🆘 Flooding Rescue Voice Assistant - Personal Diary
Course: COMP4461 Human-Computer Interaction
Project: Project 2 - Flooding Rescue Voice Assistant
Role: Full-stack Developer & Chat Agent Designer
—
📋 Project Overview
This project is a Flooding Rescue Voice Assistant designed to help emergency dispatchers efficiently collect critical information from flood victims while providing real-time guidance and emotional support. The system integrates Automatic Speech Recognition (ASR), Large Language Models (LLM), and Text-to-Speech (TTS) technologies to create a natural, conversational voice interface.
Key Features:
- 🎤 Real-time voice recognition and transcription
- 🤖 Intelligent conversation management with context awareness
- 🔊 Natural voice synthesis for system responses
- 📊 Automatic information extraction and prioritization
- 🚨 Dynamic urgency status assessment
- 🗺️ ETA calculation and safe location recommendations
🎯 My Contributions
1. Complete Chat Agent Architecture Design (100% ownership)

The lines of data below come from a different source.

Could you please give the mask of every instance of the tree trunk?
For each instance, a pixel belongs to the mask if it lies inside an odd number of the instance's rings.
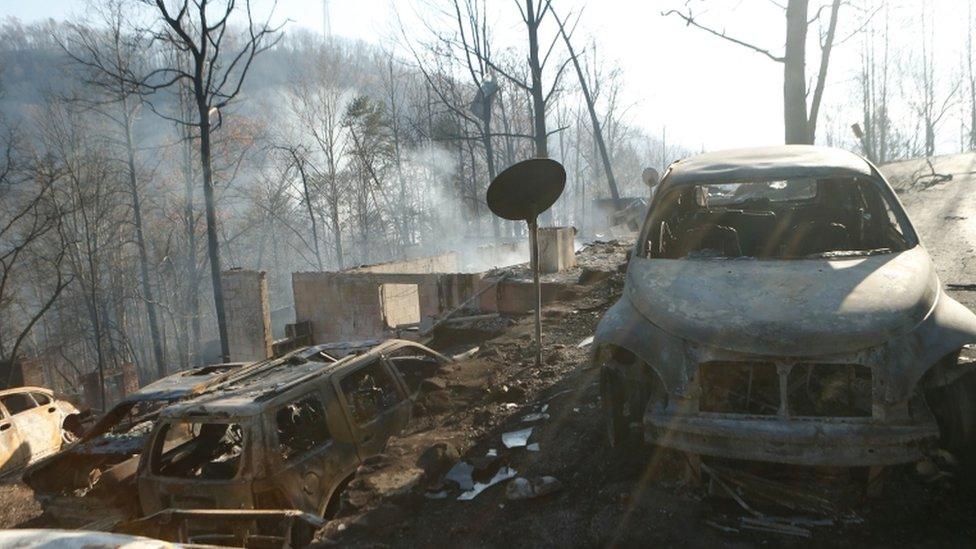
[[[481,132],[481,140],[485,145],[485,164],[488,167],[488,182],[495,180],[495,149],[491,143],[491,100],[485,100],[485,112],[482,116],[484,120],[484,131]],[[501,236],[501,226],[497,215],[491,216],[491,229],[495,239]]]
[[[129,169],[129,192],[132,193],[132,221],[136,229],[136,248],[139,252],[139,277],[142,282],[142,295],[146,300],[146,313],[149,320],[149,336],[152,338],[153,361],[156,375],[166,377],[166,359],[163,355],[163,342],[159,336],[159,320],[156,316],[156,299],[152,285],[149,284],[149,258],[146,254],[146,241],[143,235],[142,201],[139,198],[139,184],[136,180],[135,150],[132,144],[132,121],[128,101],[122,101],[123,129],[125,131],[126,161]]]
[[[596,115],[596,105],[593,103],[593,96],[590,95],[590,87],[586,83],[586,75],[583,74],[583,68],[580,67],[579,57],[577,57],[576,51],[573,49],[572,42],[569,41],[569,35],[566,34],[566,28],[563,27],[563,22],[558,18],[556,22],[559,24],[559,34],[562,35],[563,41],[566,42],[566,49],[569,51],[569,57],[573,60],[573,67],[576,69],[576,76],[580,81],[580,90],[583,92],[583,99],[586,100],[586,110],[590,113],[590,124],[593,126],[593,138],[596,140],[597,147],[600,149],[600,158],[603,160],[603,171],[607,175],[610,198],[613,198],[614,207],[617,207],[619,206],[620,193],[617,191],[617,180],[613,177],[613,167],[610,165],[610,155],[607,154],[607,144],[603,141],[603,128],[600,125],[599,117]]]
[[[834,34],[837,32],[837,13],[840,11],[840,0],[834,0],[830,6],[830,22],[827,25],[827,36],[824,38],[823,49],[820,51],[820,70],[817,73],[817,84],[810,101],[810,120],[807,122],[809,132],[808,142],[813,144],[817,138],[817,116],[820,114],[820,100],[823,99],[824,86],[827,84],[827,68],[830,63],[830,51],[834,47]]]
[[[525,0],[526,26],[529,30],[529,71],[532,73],[532,121],[535,131],[536,158],[549,158],[549,135],[546,130],[546,98],[542,93],[542,64],[539,61],[539,20],[535,0]],[[541,15],[541,14],[540,14]],[[552,225],[552,209],[542,213],[542,223]]]
[[[200,167],[203,172],[203,200],[207,217],[207,255],[210,257],[210,282],[213,285],[217,332],[220,335],[220,356],[227,362],[230,360],[230,345],[227,341],[227,318],[224,315],[224,289],[220,284],[220,244],[217,241],[217,211],[214,204],[213,168],[210,158],[210,112],[204,93],[201,83],[195,90],[195,94],[197,110],[200,113]]]
[[[789,0],[786,7],[786,53],[783,62],[783,117],[787,144],[810,144],[807,124],[806,41],[808,0]]]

I was responsible for the entire conversational AI system design, from the initial concept to the final implementation. This included:
- System architecture design: Designing the multi-layered conversation flow
- Prompt engineering: Crafting effective system prompts for different scenarios
- Information extraction logic: Implementing intelligent data parsing from natural language
- State management: Building a robust session management system
- Error handling: Ensuring graceful degradation when components fail
2. Frontend-Backend Integration (100% ownership)
I integrated the frontend user interface with the backend AI services, including:
- WebSocket implementation for real-time audio streaming
- REST API design for message handling and status updates
- CORS configuration for cross-origin requests
- SSL certificate generation for secure HTTPS connections
- Audio file management for TTS output delivery
🔄 Chat Agent Design: The Iteration Journey
Version 1.0: Basic Streamlit Interface (chat.py)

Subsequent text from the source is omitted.